DR acct 5000 Amortization Expense $4,050.
CR acct 1800 Accum Amort – Vehicle $4,050.
I also input the GST adjustment with this entry:
DR acct 2222 GST adjustment (refundable) $77.
CR acct 3010 Owners Equity $77.MY QUESTION:
What happens next year after I adjust the undepreciated UCC by
the $77 on the income tax CCA chart. I understand what happens on the income tax return but how do I keep my accumulated amortization on the vehicle to match the income tax CCA chart (like I was previously doing). Is there a bookkeeping entry I could do?
(I previously did not have this problem as the mileage was always over 90% so I wrote off the ITC in one shot. This year with a new vehicle the mileage is less than 90% so I have to now input this scenario every year.)
I'm a bit confused. Two things.
1. Ignoring that the amortization method discussed on the CCA
page is not GAAP as discussed in the posting (just so other visitors are aware of this), how are you going to "match" book amortization and CCA if you are recording book at 100% and CCA at 40%?

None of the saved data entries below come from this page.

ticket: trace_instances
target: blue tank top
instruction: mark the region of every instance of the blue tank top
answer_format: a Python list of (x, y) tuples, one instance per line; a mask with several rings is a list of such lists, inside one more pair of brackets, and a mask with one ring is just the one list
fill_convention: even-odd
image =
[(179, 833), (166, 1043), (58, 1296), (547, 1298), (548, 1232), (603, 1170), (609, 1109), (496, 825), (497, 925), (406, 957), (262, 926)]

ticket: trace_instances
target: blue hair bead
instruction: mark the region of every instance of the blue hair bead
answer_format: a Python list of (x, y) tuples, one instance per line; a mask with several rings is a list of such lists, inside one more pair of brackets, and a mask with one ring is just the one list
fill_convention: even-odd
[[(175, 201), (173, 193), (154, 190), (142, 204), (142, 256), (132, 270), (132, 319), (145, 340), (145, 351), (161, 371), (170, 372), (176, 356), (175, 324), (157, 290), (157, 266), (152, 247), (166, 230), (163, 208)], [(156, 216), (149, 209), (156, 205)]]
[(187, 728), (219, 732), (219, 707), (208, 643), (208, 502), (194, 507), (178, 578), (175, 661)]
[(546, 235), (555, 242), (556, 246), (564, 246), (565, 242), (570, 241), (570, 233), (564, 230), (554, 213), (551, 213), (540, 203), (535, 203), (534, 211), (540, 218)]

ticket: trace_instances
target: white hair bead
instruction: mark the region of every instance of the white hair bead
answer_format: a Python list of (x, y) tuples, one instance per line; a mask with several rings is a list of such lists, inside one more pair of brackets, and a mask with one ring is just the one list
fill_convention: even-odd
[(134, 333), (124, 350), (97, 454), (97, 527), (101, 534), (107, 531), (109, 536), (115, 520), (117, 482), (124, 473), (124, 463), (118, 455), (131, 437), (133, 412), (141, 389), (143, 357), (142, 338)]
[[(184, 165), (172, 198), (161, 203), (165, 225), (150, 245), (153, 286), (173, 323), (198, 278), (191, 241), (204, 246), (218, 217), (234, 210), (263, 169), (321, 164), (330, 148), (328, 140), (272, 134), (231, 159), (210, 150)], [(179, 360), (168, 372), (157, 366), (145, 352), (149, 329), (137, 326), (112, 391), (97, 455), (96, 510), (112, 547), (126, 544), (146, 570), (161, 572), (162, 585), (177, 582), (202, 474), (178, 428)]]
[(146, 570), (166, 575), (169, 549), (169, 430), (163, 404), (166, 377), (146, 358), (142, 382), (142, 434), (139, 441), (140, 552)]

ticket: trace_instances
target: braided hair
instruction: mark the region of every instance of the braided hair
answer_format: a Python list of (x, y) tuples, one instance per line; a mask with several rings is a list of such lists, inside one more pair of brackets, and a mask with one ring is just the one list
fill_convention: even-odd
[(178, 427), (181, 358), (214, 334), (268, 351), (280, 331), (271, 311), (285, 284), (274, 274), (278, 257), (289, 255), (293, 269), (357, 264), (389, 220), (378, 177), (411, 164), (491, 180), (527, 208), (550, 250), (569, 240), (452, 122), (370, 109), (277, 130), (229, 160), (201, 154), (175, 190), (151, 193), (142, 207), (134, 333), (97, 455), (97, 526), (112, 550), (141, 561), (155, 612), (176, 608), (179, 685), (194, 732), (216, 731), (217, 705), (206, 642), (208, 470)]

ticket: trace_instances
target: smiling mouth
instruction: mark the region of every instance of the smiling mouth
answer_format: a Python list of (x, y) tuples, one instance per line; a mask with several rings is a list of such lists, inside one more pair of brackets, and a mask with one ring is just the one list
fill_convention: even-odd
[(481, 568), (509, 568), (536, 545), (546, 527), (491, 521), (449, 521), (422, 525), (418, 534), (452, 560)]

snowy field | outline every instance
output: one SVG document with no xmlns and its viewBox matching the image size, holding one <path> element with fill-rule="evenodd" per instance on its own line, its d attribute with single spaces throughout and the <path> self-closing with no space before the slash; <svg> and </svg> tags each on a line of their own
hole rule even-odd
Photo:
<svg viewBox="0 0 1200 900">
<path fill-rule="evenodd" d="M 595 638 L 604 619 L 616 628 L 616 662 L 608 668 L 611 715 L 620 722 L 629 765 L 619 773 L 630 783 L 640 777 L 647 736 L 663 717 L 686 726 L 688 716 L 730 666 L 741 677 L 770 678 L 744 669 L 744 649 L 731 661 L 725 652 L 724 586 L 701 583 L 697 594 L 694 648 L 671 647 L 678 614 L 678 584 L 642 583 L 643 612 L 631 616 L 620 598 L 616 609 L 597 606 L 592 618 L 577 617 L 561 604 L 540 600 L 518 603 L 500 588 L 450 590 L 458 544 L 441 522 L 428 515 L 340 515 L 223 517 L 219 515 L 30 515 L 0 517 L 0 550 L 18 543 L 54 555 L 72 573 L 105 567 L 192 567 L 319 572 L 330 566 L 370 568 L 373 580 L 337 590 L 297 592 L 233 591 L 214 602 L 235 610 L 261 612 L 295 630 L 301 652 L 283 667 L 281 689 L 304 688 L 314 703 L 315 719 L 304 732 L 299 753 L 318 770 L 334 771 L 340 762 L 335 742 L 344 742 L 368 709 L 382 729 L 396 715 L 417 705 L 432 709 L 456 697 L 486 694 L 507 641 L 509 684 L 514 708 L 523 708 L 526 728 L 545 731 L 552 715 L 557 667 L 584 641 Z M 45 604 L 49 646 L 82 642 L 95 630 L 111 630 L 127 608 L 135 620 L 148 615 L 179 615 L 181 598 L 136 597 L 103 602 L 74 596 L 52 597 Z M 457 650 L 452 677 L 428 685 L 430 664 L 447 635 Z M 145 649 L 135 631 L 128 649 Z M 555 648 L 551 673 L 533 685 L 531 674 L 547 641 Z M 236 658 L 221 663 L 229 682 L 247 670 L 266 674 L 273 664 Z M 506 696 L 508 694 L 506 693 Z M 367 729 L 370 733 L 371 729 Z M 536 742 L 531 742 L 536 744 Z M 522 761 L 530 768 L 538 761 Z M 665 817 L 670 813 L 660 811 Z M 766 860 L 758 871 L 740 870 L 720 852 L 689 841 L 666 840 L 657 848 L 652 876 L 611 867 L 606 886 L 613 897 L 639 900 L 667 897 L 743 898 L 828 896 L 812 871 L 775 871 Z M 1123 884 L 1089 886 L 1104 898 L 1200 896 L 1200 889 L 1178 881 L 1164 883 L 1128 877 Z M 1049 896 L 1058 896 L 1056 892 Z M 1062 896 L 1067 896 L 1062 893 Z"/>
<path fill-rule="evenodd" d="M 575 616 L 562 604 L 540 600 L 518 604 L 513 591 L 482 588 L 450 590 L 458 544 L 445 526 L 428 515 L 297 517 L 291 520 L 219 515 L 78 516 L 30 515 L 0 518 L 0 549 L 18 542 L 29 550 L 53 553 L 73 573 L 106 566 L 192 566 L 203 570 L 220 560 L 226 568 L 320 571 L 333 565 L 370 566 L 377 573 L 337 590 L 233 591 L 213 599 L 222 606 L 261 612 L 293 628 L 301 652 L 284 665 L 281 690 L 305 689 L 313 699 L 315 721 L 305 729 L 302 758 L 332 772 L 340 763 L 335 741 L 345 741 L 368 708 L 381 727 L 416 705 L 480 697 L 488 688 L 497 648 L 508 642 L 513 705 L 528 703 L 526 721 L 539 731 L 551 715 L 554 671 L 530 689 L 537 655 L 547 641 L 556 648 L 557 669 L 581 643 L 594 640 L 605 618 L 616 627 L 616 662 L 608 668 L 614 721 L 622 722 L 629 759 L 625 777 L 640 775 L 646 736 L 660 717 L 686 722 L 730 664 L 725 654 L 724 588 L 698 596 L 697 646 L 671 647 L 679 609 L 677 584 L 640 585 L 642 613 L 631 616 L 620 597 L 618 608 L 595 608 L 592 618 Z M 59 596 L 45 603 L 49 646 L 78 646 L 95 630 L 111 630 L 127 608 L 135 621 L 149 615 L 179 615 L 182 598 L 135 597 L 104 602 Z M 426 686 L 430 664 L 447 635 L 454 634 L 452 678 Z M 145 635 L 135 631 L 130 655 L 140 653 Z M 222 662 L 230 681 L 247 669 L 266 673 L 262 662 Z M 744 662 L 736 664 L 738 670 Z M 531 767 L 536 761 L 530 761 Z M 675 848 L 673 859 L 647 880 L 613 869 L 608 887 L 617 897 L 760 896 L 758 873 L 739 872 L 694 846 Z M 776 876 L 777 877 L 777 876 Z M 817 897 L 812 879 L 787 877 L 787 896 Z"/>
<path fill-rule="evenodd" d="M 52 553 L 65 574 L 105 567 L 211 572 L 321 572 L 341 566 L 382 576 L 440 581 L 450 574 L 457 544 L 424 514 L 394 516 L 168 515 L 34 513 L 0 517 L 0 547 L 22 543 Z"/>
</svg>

2. Why would you credit Owner's Equity for the ITC of $77? Wouldn't you credit Accumulated Amortization as NBV is the book equivalent (so to speak) of UCC for tax purposes?P.S. I would like to remind you there is a difference between information and advice. The general information provided in this post or on my site should not be construed as advice. You should not act or rely on this information without engaging professional advice specific to your situation prior to using this site content for any reason whatsoever.